The same fate likely applies to fellow blockbuster sequels “Black Panther: Wakanda Forever” and “Avatar: The Way of Water.” Even if they match their predecessors with Best Picture nominations, it is tough to see them getting the Best Picture wins that their predecessors couldn’t. And although “Glass Onion: A Knives Out Mystery” could get the Best Picture nomination, its predecessor couldn’t, especially after its third-place showing in Toronto; Netflix’s chances for a long-sought Best Picture win probably ended the moment “Bardo” and several other presumed Oscar contenders flamed out at the festivals.
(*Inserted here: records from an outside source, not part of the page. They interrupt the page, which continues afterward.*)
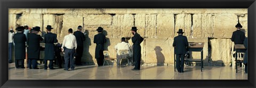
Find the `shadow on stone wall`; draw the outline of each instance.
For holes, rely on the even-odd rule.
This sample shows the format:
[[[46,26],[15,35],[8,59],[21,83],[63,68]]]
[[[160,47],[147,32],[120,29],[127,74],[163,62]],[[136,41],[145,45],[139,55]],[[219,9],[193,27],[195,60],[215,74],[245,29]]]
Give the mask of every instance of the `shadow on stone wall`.
[[[154,49],[155,51],[156,52],[156,59],[157,60],[157,66],[163,66],[165,63],[165,58],[164,54],[162,53],[163,49],[161,49],[161,47],[157,46]]]

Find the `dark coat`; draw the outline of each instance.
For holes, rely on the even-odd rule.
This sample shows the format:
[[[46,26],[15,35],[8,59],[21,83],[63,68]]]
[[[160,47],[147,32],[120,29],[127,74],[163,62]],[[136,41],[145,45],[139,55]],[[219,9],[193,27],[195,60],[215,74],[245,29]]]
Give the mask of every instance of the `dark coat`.
[[[28,59],[39,60],[40,57],[40,41],[43,38],[34,33],[28,35]]]
[[[179,35],[174,37],[172,46],[174,48],[175,54],[185,54],[187,52],[187,46],[188,46],[188,38],[186,36]]]
[[[244,63],[246,64],[248,62],[248,38],[245,38],[244,41],[244,45],[245,49],[246,49],[246,52],[245,52],[245,55],[244,55]]]
[[[57,42],[57,35],[55,34],[48,33],[44,35],[44,43],[45,43],[44,60],[53,60],[55,59],[54,55],[55,47],[53,43]]]
[[[13,36],[15,43],[15,59],[23,60],[26,59],[26,44],[27,38],[23,33],[17,33]]]
[[[140,61],[141,58],[141,47],[140,43],[142,42],[143,38],[140,34],[135,33],[132,37],[132,42],[133,43],[133,60],[135,61],[134,69],[140,69]]]
[[[244,33],[240,30],[237,30],[233,32],[231,40],[234,42],[235,44],[243,44],[244,38],[245,38]]]
[[[84,51],[84,41],[85,41],[85,36],[84,34],[80,31],[76,31],[74,33],[74,35],[76,36],[76,42],[77,43],[77,48],[76,48],[76,55],[81,57],[83,55]]]
[[[104,43],[106,43],[106,36],[102,33],[99,33],[94,36],[93,43],[96,43],[95,50],[95,58],[103,58],[103,51],[104,51]]]

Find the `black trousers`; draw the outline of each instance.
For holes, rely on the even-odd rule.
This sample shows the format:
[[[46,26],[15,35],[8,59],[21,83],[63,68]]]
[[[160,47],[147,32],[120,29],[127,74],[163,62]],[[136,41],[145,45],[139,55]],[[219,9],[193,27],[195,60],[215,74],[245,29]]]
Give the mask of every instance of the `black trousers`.
[[[15,60],[15,67],[16,68],[19,68],[19,61],[21,63],[21,68],[25,68],[24,67],[24,60]]]
[[[81,65],[81,59],[82,57],[83,56],[83,46],[77,46],[77,48],[76,48],[76,55],[75,56],[76,57],[75,62],[76,63],[76,65]]]
[[[44,69],[47,69],[48,68],[48,67],[47,66],[47,61],[46,60],[44,60]],[[50,63],[49,63],[49,68],[52,69],[53,68],[53,60],[49,60]]]
[[[179,73],[183,72],[185,56],[185,54],[176,54],[176,68]]]
[[[135,67],[134,69],[140,69],[141,60],[141,47],[140,45],[133,45],[133,59]]]

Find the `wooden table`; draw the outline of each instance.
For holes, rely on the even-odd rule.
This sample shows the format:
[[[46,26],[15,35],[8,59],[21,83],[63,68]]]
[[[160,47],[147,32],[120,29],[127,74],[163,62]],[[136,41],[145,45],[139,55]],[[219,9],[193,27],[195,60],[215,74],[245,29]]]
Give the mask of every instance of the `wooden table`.
[[[236,72],[237,73],[237,65],[236,63],[237,62],[237,53],[245,53],[246,49],[243,44],[235,44],[235,49],[236,49]],[[241,62],[241,61],[239,61]]]
[[[201,66],[201,72],[203,71],[203,48],[204,48],[204,43],[194,43],[194,42],[189,42],[189,46],[187,47],[188,51],[191,52],[201,52],[201,59],[185,59],[184,61],[191,61],[191,62],[200,62]],[[175,48],[175,47],[174,47]],[[175,59],[175,49],[174,49],[174,71],[176,71],[176,59]]]

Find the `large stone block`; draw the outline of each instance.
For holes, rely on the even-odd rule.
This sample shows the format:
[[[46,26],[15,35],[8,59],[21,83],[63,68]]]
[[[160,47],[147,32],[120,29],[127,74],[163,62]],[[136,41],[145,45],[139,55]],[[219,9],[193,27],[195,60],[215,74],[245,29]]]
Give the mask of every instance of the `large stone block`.
[[[156,14],[162,12],[162,9],[127,9],[128,14]]]
[[[9,9],[9,14],[22,14],[23,12],[26,12],[25,9]]]
[[[185,32],[183,35],[190,37],[191,36],[191,15],[187,14],[179,14],[176,15],[175,23],[175,36],[178,35],[179,29],[182,29]]]
[[[229,63],[231,61],[232,42],[230,39],[220,38],[210,40],[211,59],[213,62]]]
[[[16,28],[16,14],[9,14],[9,28],[12,27],[13,30],[15,30]]]
[[[245,31],[245,36],[247,36],[248,34],[248,16],[247,14],[242,15],[239,17],[239,21],[243,28],[242,30]]]
[[[159,14],[157,18],[157,37],[171,37],[174,36],[174,19],[173,14]]]
[[[64,37],[68,35],[68,30],[69,28],[72,28],[73,31],[76,31],[78,26],[83,26],[82,16],[76,14],[64,14],[63,15],[63,26],[60,37]],[[62,43],[62,41],[61,42]]]
[[[131,37],[132,27],[134,26],[134,17],[132,14],[116,14],[113,16],[112,29],[114,37]]]
[[[146,40],[146,62],[173,63],[173,39],[168,37],[147,38]]]
[[[84,14],[85,26],[111,25],[112,16],[109,14]]]
[[[236,30],[237,15],[234,14],[217,14],[213,19],[213,37],[214,38],[231,38]]]

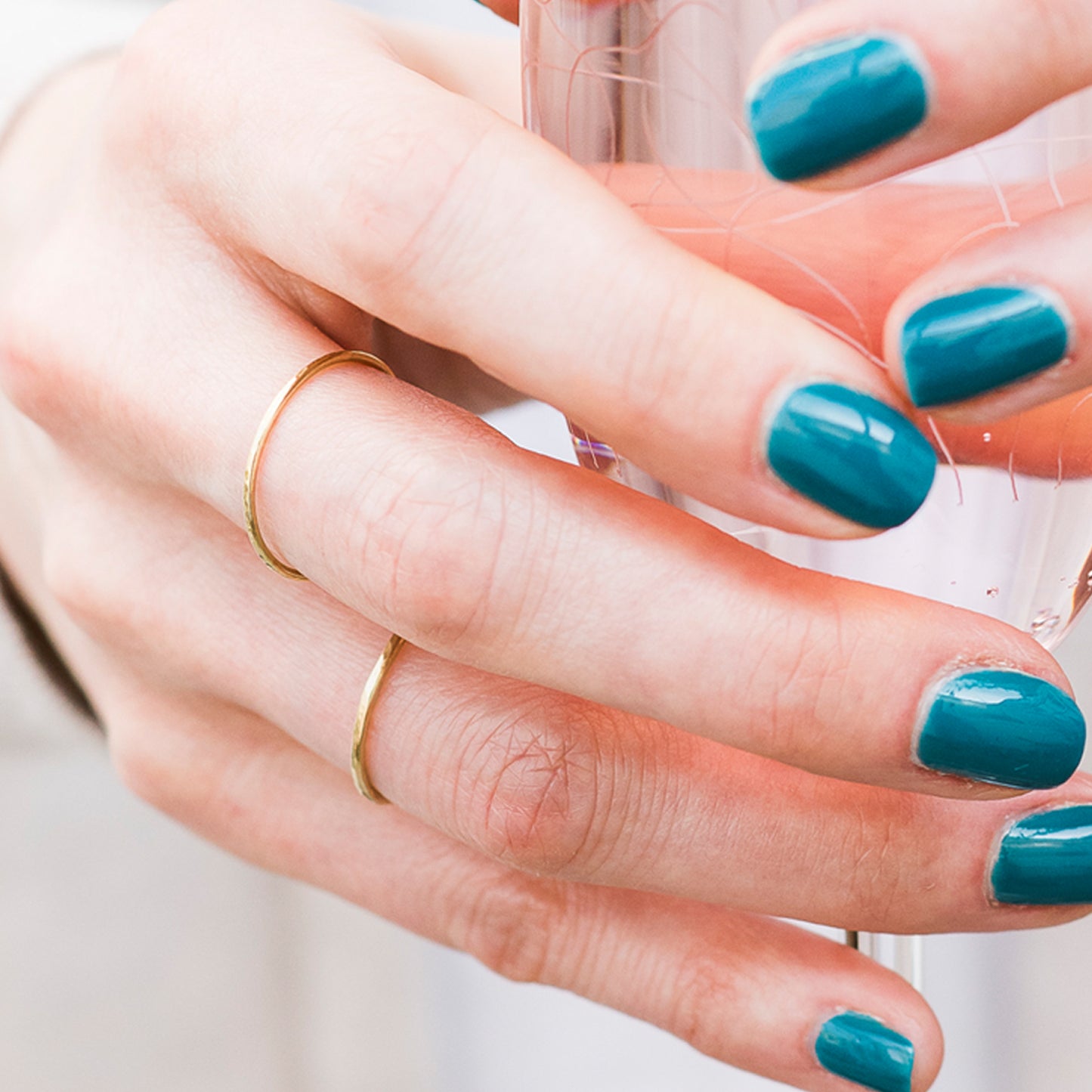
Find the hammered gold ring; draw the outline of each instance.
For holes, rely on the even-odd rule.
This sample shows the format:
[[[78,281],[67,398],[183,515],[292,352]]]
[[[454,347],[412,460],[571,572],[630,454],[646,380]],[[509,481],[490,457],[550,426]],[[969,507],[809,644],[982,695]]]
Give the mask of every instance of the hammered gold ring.
[[[290,565],[282,561],[269,548],[258,525],[258,474],[262,467],[262,460],[265,458],[265,446],[269,443],[273,426],[281,419],[281,414],[284,413],[288,403],[305,383],[314,379],[316,376],[322,375],[323,371],[349,364],[375,368],[377,371],[385,372],[388,376],[394,375],[378,356],[372,356],[370,353],[361,353],[358,349],[341,349],[336,353],[328,353],[325,356],[320,356],[318,360],[312,360],[306,368],[298,371],[273,400],[269,410],[265,411],[262,423],[258,426],[254,442],[250,446],[250,458],[247,460],[247,473],[242,485],[242,513],[247,527],[247,537],[250,539],[250,545],[253,546],[254,553],[274,572],[286,577],[288,580],[307,580],[307,577],[298,569],[294,569]]]
[[[387,678],[394,660],[406,644],[405,640],[397,633],[391,633],[391,639],[387,642],[376,666],[371,668],[368,681],[364,686],[364,695],[360,697],[360,708],[356,713],[356,725],[353,728],[353,781],[360,795],[372,804],[390,804],[385,796],[371,783],[368,775],[368,762],[365,748],[368,745],[368,728],[371,726],[371,715],[379,700],[379,691],[383,688],[383,680]]]

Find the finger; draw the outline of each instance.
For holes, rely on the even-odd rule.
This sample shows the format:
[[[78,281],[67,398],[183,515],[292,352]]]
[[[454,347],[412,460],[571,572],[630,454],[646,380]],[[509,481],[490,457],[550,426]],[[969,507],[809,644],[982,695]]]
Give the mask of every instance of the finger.
[[[263,589],[234,536],[194,523],[182,538],[194,545],[159,548],[135,567],[119,558],[143,578],[99,577],[97,601],[69,593],[70,614],[128,670],[251,709],[344,770],[361,680],[385,634],[314,589]],[[185,581],[170,579],[179,571]],[[915,800],[412,649],[384,685],[367,761],[400,806],[536,875],[883,931],[1073,916],[998,906],[990,876],[1009,822],[1092,795],[1077,781],[1018,803]],[[1089,869],[1066,867],[1083,894]],[[1036,892],[1053,888],[1034,885],[1025,901],[1043,902]]]
[[[630,165],[613,168],[613,177],[619,197],[678,245],[836,330],[877,364],[885,354],[892,379],[903,387],[902,342],[913,318],[919,343],[922,308],[937,302],[950,309],[977,287],[1025,286],[1032,304],[1044,288],[1054,293],[1057,311],[1070,317],[1061,319],[1070,327],[1070,344],[1059,365],[1046,363],[1058,351],[1059,320],[1045,307],[1029,310],[1025,304],[1016,324],[1026,331],[1030,322],[1032,334],[1040,331],[1030,343],[1025,332],[1016,356],[1019,366],[1032,371],[1029,381],[1018,379],[1019,385],[970,406],[938,405],[941,422],[919,423],[936,428],[959,464],[1059,480],[1088,475],[1092,404],[1080,363],[1087,307],[1072,269],[1077,240],[1088,229],[1083,205],[1075,203],[1089,191],[1087,168],[1013,189],[1007,195],[1008,222],[999,221],[997,195],[988,186],[891,182],[846,200],[787,187],[756,194],[744,177],[723,171],[676,171],[664,181],[654,169]],[[1065,211],[1058,211],[1059,201]],[[900,225],[911,216],[922,226],[906,236]],[[986,241],[972,245],[978,239]],[[1021,298],[1017,293],[1017,302]],[[975,313],[972,309],[972,319]],[[973,342],[981,329],[972,322],[965,339]],[[997,335],[1006,345],[1012,342],[1001,329]],[[966,344],[961,341],[936,357],[952,382],[969,381]],[[1006,359],[1013,357],[1002,356],[995,367],[1004,369]],[[1037,378],[1036,364],[1047,369]],[[984,381],[981,364],[973,375]],[[1067,397],[1066,391],[1076,393]],[[1013,416],[1020,411],[1021,416]]]
[[[939,159],[1092,83],[1083,0],[829,0],[762,49],[748,94],[779,178],[859,186]]]
[[[590,2],[595,3],[601,2],[601,0],[590,0]],[[520,0],[478,0],[478,3],[483,8],[488,8],[496,12],[501,19],[507,19],[510,23],[519,21]]]
[[[270,280],[288,271],[470,356],[745,519],[845,536],[916,511],[935,456],[847,346],[658,238],[541,140],[377,51],[352,12],[322,11],[317,23],[311,7],[286,5],[278,28],[298,29],[300,64],[321,52],[313,94],[288,103],[261,86],[273,79],[261,68],[241,99],[234,87],[214,90],[216,80],[169,93],[190,102],[187,118],[206,117],[216,132],[226,122],[222,135],[207,134],[222,149],[215,164],[202,157],[192,175],[182,156],[162,164],[209,232],[263,272],[272,263]],[[175,25],[182,16],[161,16],[171,49],[177,34],[192,34]],[[138,68],[141,49],[164,48],[154,35],[141,40],[123,72]],[[251,94],[261,109],[250,109]],[[246,140],[224,117],[225,96],[250,119]],[[346,102],[368,108],[352,116],[352,133],[342,128],[336,154],[278,154],[275,169],[265,161],[285,131],[319,131],[331,111],[344,127]],[[150,124],[141,116],[127,132]]]
[[[128,701],[114,723],[122,775],[156,806],[233,853],[507,977],[573,990],[814,1092],[865,1073],[916,1092],[939,1068],[940,1031],[922,998],[829,940],[710,906],[521,876],[410,816],[364,806],[344,778],[227,707],[180,710],[153,695]],[[878,1046],[890,1057],[869,1070]]]
[[[363,378],[377,392],[402,393],[397,384]],[[317,387],[314,393],[322,390]],[[339,417],[346,410],[352,414],[345,394],[331,387],[328,395],[329,413],[309,418],[306,447],[316,452],[323,450],[322,436],[331,435],[331,425],[340,431],[345,420],[346,435],[353,429],[351,417]],[[379,419],[388,419],[387,414]],[[434,426],[440,420],[435,415]],[[473,418],[463,424],[470,423],[482,427]],[[431,454],[439,465],[465,464],[474,432],[459,439],[446,458],[434,428]],[[371,440],[379,443],[377,458],[388,450],[382,436]],[[443,538],[460,517],[451,498],[462,491],[452,489],[450,472],[437,482],[434,498],[412,480],[403,486],[399,463],[376,465],[372,456],[365,458],[360,464],[373,466],[383,487],[395,489],[396,503],[382,509],[387,521],[401,522],[403,510],[416,520],[422,511],[435,512],[438,520],[422,529],[419,541],[415,534],[413,545],[396,532],[392,579],[377,571],[387,554],[377,551],[381,532],[365,527],[365,537],[357,539],[359,515],[352,514],[357,502],[353,495],[336,499],[329,511],[348,512],[351,520],[332,524],[331,555],[342,557],[348,547],[348,558],[367,558],[363,568],[354,567],[356,584],[345,585],[349,594],[339,594],[343,602],[460,662],[667,721],[819,773],[977,796],[984,783],[1047,787],[1076,769],[1083,720],[1058,689],[1066,682],[1057,665],[1030,638],[976,615],[785,566],[561,464],[544,464],[548,474],[526,486],[515,477],[498,479],[497,470],[509,458],[517,468],[542,461],[486,440],[494,456],[487,480],[509,503],[517,489],[527,488],[527,511],[519,520],[526,520],[541,539],[517,527],[514,536],[505,532],[495,545],[486,544],[489,525],[475,511],[465,533],[446,546]],[[413,442],[403,439],[406,447]],[[300,456],[298,465],[319,476],[313,487],[300,486],[299,498],[336,479],[333,454],[329,465]],[[123,622],[126,609],[139,608],[133,574],[159,573],[162,565],[168,566],[144,589],[149,602],[157,602],[164,592],[156,580],[170,580],[169,567],[187,541],[198,548],[210,536],[223,543],[233,571],[256,597],[281,590],[282,582],[257,562],[238,531],[200,506],[187,514],[176,495],[131,491],[132,486],[104,499],[104,488],[88,475],[70,473],[76,485],[57,505],[64,514],[50,532],[56,545],[47,550],[55,594],[73,601],[78,613],[92,613],[82,603],[87,596],[94,608],[105,607],[107,637],[115,619]],[[474,496],[480,494],[476,488]],[[612,503],[633,509],[622,507],[612,515]],[[589,512],[594,518],[581,531]],[[559,537],[558,527],[567,523],[578,527],[573,542]],[[312,526],[330,524],[320,512],[311,521]],[[121,526],[129,527],[123,542],[133,551],[126,561],[118,545]],[[474,561],[473,550],[483,545],[484,561]],[[112,581],[86,571],[83,558],[97,556],[96,550],[112,558]],[[412,567],[410,550],[420,553]],[[529,555],[543,558],[530,577]],[[575,568],[573,557],[580,561]],[[468,568],[472,563],[486,567]],[[432,575],[437,567],[444,574],[439,583]],[[219,583],[223,578],[212,569],[207,579]],[[399,593],[394,601],[392,584]],[[185,610],[188,593],[179,587],[179,594],[183,598],[177,606]],[[245,602],[239,609],[246,613]],[[285,609],[290,610],[287,604]],[[595,625],[581,625],[592,609]],[[660,620],[653,626],[652,618]],[[324,625],[316,620],[319,630]],[[900,634],[898,642],[890,640],[891,632]]]
[[[915,283],[892,309],[888,357],[913,402],[996,420],[1092,385],[1079,204],[984,242]]]

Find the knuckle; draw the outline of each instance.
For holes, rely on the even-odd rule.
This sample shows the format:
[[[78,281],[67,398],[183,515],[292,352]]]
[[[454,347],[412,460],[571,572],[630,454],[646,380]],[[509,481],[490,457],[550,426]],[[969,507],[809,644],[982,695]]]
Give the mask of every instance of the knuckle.
[[[917,860],[907,851],[903,832],[914,826],[919,805],[888,800],[877,790],[858,806],[856,821],[846,829],[841,853],[834,859],[847,877],[847,906],[863,927],[899,931],[909,924],[904,906],[921,904],[925,882]]]
[[[102,556],[91,507],[70,503],[63,515],[47,522],[41,551],[46,593],[64,616],[96,643],[114,649],[128,644],[142,629],[142,604],[135,585],[111,579],[88,558]],[[105,544],[104,544],[105,545]]]
[[[327,141],[329,153],[320,156],[325,167],[316,168],[323,192],[337,195],[341,222],[363,227],[341,233],[332,246],[341,263],[369,286],[373,309],[404,308],[414,298],[407,288],[418,282],[424,260],[430,292],[439,292],[444,277],[464,275],[472,253],[465,242],[473,210],[482,207],[480,187],[491,176],[480,161],[490,154],[488,138],[498,122],[461,103],[449,104],[442,129],[426,132],[412,121],[431,114],[435,105],[413,110],[402,102],[399,109],[375,111],[364,132],[359,116],[348,117],[331,134],[336,139]],[[345,146],[360,150],[351,170]],[[367,248],[360,238],[369,240]]]
[[[52,431],[70,417],[72,397],[57,332],[57,280],[38,256],[15,281],[0,311],[0,388],[20,413]]]
[[[425,458],[402,480],[378,476],[355,510],[354,532],[368,568],[382,573],[380,609],[417,643],[458,655],[505,617],[499,601],[513,594],[525,535],[517,530],[501,474]],[[376,489],[384,490],[379,496]],[[511,568],[512,571],[507,571]]]
[[[471,834],[487,853],[524,871],[587,879],[613,845],[609,736],[575,703],[557,712],[541,700],[508,710],[464,756],[460,782]]]
[[[242,3],[175,0],[129,38],[100,129],[104,158],[114,171],[169,177],[193,169],[201,158],[197,150],[213,146],[213,129],[226,107],[216,111],[207,103],[221,72],[230,71],[230,64],[217,63],[215,54],[218,39],[230,37],[225,12]]]
[[[476,892],[456,942],[506,978],[543,982],[567,917],[563,885],[508,873]]]
[[[681,958],[670,992],[666,1026],[695,1049],[724,1057],[725,1034],[732,1024],[726,1013],[746,1008],[738,970],[717,948],[689,949]]]
[[[121,728],[110,724],[110,761],[121,784],[138,799],[158,811],[177,814],[179,792],[177,771],[153,746],[145,732],[135,726]]]

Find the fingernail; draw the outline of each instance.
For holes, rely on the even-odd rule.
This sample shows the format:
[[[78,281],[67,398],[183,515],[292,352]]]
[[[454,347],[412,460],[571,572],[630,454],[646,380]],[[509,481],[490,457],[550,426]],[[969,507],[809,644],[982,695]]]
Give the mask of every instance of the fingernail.
[[[910,1092],[914,1044],[874,1017],[843,1012],[816,1040],[823,1069],[875,1092]]]
[[[1092,904],[1092,805],[1021,819],[1001,839],[992,881],[998,902]]]
[[[901,413],[836,383],[790,394],[774,418],[768,454],[786,485],[877,529],[905,523],[937,470],[933,448]]]
[[[924,765],[1009,788],[1060,785],[1083,753],[1077,703],[1045,679],[1010,670],[943,682],[917,740]]]
[[[854,35],[787,57],[747,96],[767,170],[793,181],[832,170],[916,129],[928,110],[909,49]]]
[[[1047,293],[1004,285],[935,299],[902,329],[902,360],[914,405],[984,394],[1058,364],[1069,322]]]

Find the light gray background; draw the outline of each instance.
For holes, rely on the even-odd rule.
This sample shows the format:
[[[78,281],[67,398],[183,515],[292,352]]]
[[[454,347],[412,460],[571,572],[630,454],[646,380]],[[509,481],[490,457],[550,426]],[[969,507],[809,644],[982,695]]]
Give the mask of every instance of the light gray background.
[[[119,40],[142,0],[0,0],[0,110]],[[375,0],[511,33],[472,0]],[[566,455],[542,411],[501,424]],[[1092,630],[1061,658],[1092,709]],[[130,799],[0,619],[0,1090],[757,1092],[774,1085],[580,999],[502,982],[266,876]],[[1092,925],[930,939],[941,1092],[1092,1087]],[[365,1076],[367,1075],[367,1076]],[[778,1085],[780,1087],[780,1085]]]

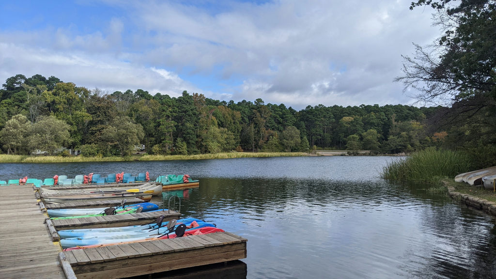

With a few more weeks of word-of-mouth box office, “The Woman King” can put itself right in line for potential Best Picture attention and perhaps put Viola Davis right back in the Best Actress mix with it. But to pull a “CODA” like rally, Davis has to do more than just get another nomination, and it will have to threaten in other categories like Director and screenplay, for starters.
“Elvis,” “The Whale,” “Empire of Light,” and “The Son” all have uphill battles to overcome mixed reviews and get Best Picture nominations, on behalf of their lead actors if nothing else – and perhaps “I Wanna Dance With Somebody” could join that group later on. Beyond that, anything bigger is likely really pushing it, even in post “Green Book” and “CODA” times.
Beyond “Babylon,” maybe the biggest unseen Best Picture threat is “She Said,” if it gets enough raves at the New York Film Festival to challenge “Women Talking” for Best Adapted Screenplay and become the #MeToo film of the race. If so, perhaps it could win for just Best Picture and screenplay, as fellow newspaper film “Spotlight” did. Yet that movie was at least liked by almost everyone in 2015, whereas “She Said’s” various themes and issues involving Harvey Weinstein, #MeToo, and the New York Times may make it far harder for everyone to unite behind it.
We will be reminded all season that last season proved how quickly everything could change at the last minute. But until that last minute comes, this current part of the season will make it seem like the race is “The Fabelmans” or bust. Yet four movies, at the minimum, still have very workable strategies ahead to upset it.